Banano Line and Dots
Banana plant leaf length. Created using R programming.

The lesson here is that combining both geometric points and lines – geom_line() + geom_point() is better suited when:

  • Dots and their connecting lines are distinct colors
  • Lines are not so thick that the dots are hard to distinguish
  • Generally speaking, that it makes sense to have a reason to draw lines (to emphasize trends, for example).

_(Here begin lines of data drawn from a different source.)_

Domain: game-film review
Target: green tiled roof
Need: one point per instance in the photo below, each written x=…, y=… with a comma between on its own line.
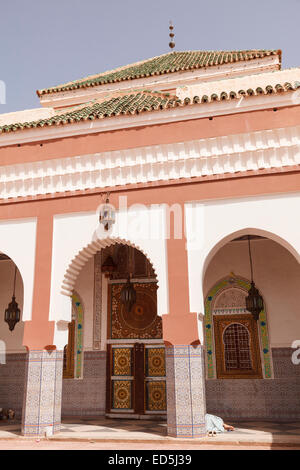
x=141, y=101
x=167, y=63
x=137, y=102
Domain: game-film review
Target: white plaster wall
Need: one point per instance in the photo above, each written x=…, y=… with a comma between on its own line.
x=143, y=227
x=18, y=241
x=13, y=340
x=85, y=288
x=276, y=274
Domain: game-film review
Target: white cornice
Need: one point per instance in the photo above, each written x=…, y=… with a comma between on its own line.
x=179, y=113
x=268, y=149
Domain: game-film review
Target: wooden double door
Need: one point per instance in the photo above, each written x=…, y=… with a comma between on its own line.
x=136, y=379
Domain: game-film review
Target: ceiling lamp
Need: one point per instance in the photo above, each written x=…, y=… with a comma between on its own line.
x=107, y=215
x=254, y=301
x=128, y=296
x=108, y=267
x=13, y=314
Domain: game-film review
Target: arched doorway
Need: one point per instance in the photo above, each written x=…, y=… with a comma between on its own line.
x=249, y=369
x=13, y=353
x=116, y=356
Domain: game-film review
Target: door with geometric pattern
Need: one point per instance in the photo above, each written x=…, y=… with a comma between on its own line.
x=136, y=379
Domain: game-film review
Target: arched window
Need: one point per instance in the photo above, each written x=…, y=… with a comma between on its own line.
x=237, y=352
x=237, y=346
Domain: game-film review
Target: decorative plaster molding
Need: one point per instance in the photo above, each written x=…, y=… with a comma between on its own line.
x=274, y=148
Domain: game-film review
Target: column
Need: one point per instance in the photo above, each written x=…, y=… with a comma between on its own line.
x=185, y=391
x=43, y=392
x=43, y=378
x=186, y=403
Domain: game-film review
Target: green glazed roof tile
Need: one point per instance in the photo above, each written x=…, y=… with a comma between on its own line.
x=167, y=63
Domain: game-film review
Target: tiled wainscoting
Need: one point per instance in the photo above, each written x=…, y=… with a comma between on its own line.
x=87, y=396
x=259, y=399
x=12, y=382
x=247, y=399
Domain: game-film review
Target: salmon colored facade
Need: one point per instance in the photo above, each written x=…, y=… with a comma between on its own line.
x=198, y=159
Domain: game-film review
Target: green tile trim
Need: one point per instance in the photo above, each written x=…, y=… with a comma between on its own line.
x=208, y=326
x=166, y=63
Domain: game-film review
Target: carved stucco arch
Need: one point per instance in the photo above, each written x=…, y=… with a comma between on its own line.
x=78, y=262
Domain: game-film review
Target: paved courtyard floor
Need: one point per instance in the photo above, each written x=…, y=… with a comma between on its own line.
x=152, y=433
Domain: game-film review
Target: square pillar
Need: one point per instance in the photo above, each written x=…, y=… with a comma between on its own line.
x=185, y=391
x=42, y=395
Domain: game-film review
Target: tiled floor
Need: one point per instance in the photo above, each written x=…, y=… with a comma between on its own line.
x=147, y=430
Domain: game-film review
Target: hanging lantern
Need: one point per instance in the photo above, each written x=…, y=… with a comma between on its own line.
x=128, y=296
x=254, y=301
x=108, y=267
x=12, y=314
x=107, y=215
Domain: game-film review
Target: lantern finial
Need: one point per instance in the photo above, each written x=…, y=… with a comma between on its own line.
x=172, y=35
x=12, y=314
x=254, y=301
x=107, y=215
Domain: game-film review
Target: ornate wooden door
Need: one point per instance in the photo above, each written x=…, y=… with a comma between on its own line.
x=136, y=379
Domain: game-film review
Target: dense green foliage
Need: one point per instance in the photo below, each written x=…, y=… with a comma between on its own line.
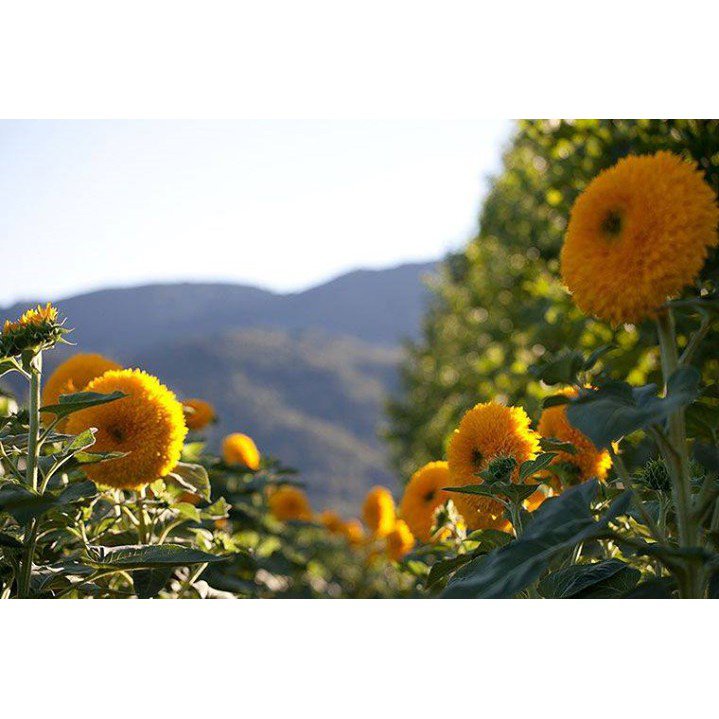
x=498, y=305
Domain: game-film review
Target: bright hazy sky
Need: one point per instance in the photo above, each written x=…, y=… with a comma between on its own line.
x=278, y=204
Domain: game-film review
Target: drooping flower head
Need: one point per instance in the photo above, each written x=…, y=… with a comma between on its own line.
x=378, y=512
x=36, y=330
x=240, y=449
x=147, y=424
x=289, y=503
x=487, y=432
x=422, y=495
x=637, y=235
x=73, y=375
x=400, y=541
x=198, y=413
x=588, y=460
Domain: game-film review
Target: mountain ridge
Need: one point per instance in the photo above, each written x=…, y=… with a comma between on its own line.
x=304, y=373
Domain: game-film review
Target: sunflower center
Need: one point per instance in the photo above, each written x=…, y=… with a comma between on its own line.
x=477, y=458
x=116, y=433
x=612, y=224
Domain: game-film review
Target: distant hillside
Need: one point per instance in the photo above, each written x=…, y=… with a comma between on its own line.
x=306, y=374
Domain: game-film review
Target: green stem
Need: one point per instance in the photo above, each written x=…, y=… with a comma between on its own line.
x=31, y=473
x=678, y=460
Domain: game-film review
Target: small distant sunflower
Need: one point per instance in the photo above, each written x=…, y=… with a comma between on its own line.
x=487, y=431
x=73, y=375
x=637, y=235
x=240, y=449
x=332, y=521
x=289, y=503
x=200, y=413
x=148, y=425
x=399, y=541
x=37, y=329
x=352, y=530
x=379, y=512
x=589, y=461
x=422, y=495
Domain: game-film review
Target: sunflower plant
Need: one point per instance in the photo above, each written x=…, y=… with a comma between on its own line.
x=616, y=494
x=92, y=482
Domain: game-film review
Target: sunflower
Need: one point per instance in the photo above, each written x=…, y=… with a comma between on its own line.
x=147, y=424
x=637, y=235
x=73, y=375
x=487, y=431
x=378, y=512
x=352, y=530
x=288, y=503
x=422, y=495
x=399, y=541
x=240, y=449
x=36, y=329
x=198, y=413
x=331, y=521
x=588, y=460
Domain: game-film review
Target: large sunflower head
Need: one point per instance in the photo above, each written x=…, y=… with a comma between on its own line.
x=240, y=449
x=73, y=375
x=379, y=512
x=422, y=495
x=36, y=330
x=487, y=432
x=399, y=541
x=289, y=503
x=198, y=413
x=637, y=235
x=147, y=424
x=588, y=460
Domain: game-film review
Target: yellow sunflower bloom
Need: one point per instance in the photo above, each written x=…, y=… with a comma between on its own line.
x=240, y=449
x=288, y=503
x=487, y=431
x=73, y=375
x=37, y=328
x=379, y=512
x=400, y=541
x=589, y=461
x=198, y=413
x=148, y=425
x=637, y=235
x=331, y=521
x=353, y=532
x=422, y=495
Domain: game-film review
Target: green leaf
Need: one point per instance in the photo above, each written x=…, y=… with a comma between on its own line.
x=70, y=403
x=559, y=524
x=150, y=582
x=532, y=466
x=143, y=556
x=444, y=567
x=609, y=579
x=548, y=444
x=616, y=409
x=515, y=492
x=192, y=478
x=662, y=588
x=24, y=505
x=81, y=441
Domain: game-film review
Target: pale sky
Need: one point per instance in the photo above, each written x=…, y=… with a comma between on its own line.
x=278, y=204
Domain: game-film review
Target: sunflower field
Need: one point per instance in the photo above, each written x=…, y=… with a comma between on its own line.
x=556, y=436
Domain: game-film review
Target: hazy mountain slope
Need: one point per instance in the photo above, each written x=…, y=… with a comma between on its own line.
x=306, y=374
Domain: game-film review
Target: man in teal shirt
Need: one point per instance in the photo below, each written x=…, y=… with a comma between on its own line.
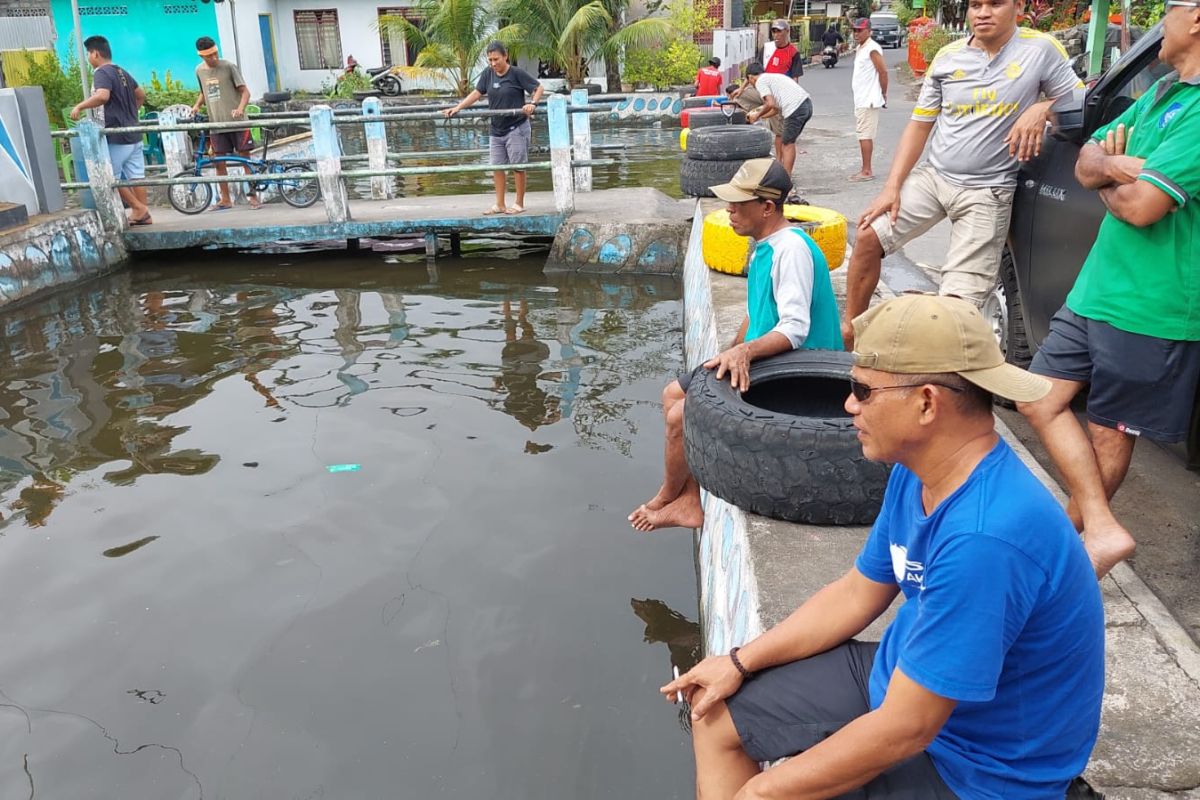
x=790, y=305
x=1131, y=326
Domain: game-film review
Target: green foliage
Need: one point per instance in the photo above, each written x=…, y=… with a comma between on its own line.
x=678, y=61
x=168, y=91
x=453, y=36
x=930, y=38
x=672, y=66
x=568, y=34
x=61, y=88
x=341, y=85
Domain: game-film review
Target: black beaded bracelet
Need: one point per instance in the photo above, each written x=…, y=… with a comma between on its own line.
x=745, y=673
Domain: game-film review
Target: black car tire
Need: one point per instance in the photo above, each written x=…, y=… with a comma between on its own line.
x=730, y=143
x=705, y=118
x=805, y=468
x=696, y=176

None of these were the case with the movies graph – so while it may be worthy of being displayed in an art museum, the simpler Banana Growth graph makes a much better use of ggplot geometric dots and lines.

Box and Whiskers

Remember ‘box and whisker’ plots? Along the same vein as ‘stem and leaf’, these are a type of plot learned in school to show the distribution or spread of data, but I’d be stunned if you, dear reader, have actually made use of these outside of math class. Please comment if you have had the honor!

I’ve done a number of statistical analyses for school and tutoring, but I’ve yet to encounter a situation where a good old box and whisker rises as the best contender to display data.

Nonetheless, I learned to make one by coding in R today.
We’re working with a set of data showing the popularity of google-searching the term “entrepreneur” by state. The data has been standardized so that a state with an ‘entrepreneur’ value of 0 is at the mean; a positive value means ‘entrepreneur’ was googled relatively more than average. A negative value means that ‘entrepreneur’ was googled relatively less than average.

Out of the box, the boxplot() function is quite bare.

05_02 Out of the Box Boxplot
Out of the Box boxplot()

No titles, no labels! Those are premium services!
Curiously, the outlier ‘circle’ on the right, around 2.55, is actually TWO data points but they overlap and appear as one. I discovered this only upon summoning some descriptive statistics in the console viewer using:

boxplot.stats(df$entrepreneur)

So, let’s:
– Label the descriptive statistics (min, max, quartiles) and outlier
– Make the labels a fun color while at it


# Boxplot with Quartile Labels

boxplot(df$entrepreneur,
notch = F, horizontal = T,
main = “Distribution of Googling ‘Entrepreneur’ by State”,
xlab = “Standard Deviations”)

text(x = fivenum(df$entrepreneur),
labels = fivenum(df$entrepreneur),
y = 1.25,
col = “#990066”)

05_02 Boxplot Googling Entrepreneur by State and Color Quartile Labels

Concluding here, and next steps:
– It looks like the fivenum() five number summary considers the outliers as the max, so the max whisker is not labelled.
– I’d like to label the outlier with the State Abbreviations (any guesses?)

Thanks for reading!

* The outliers are DE and UT! Surprised?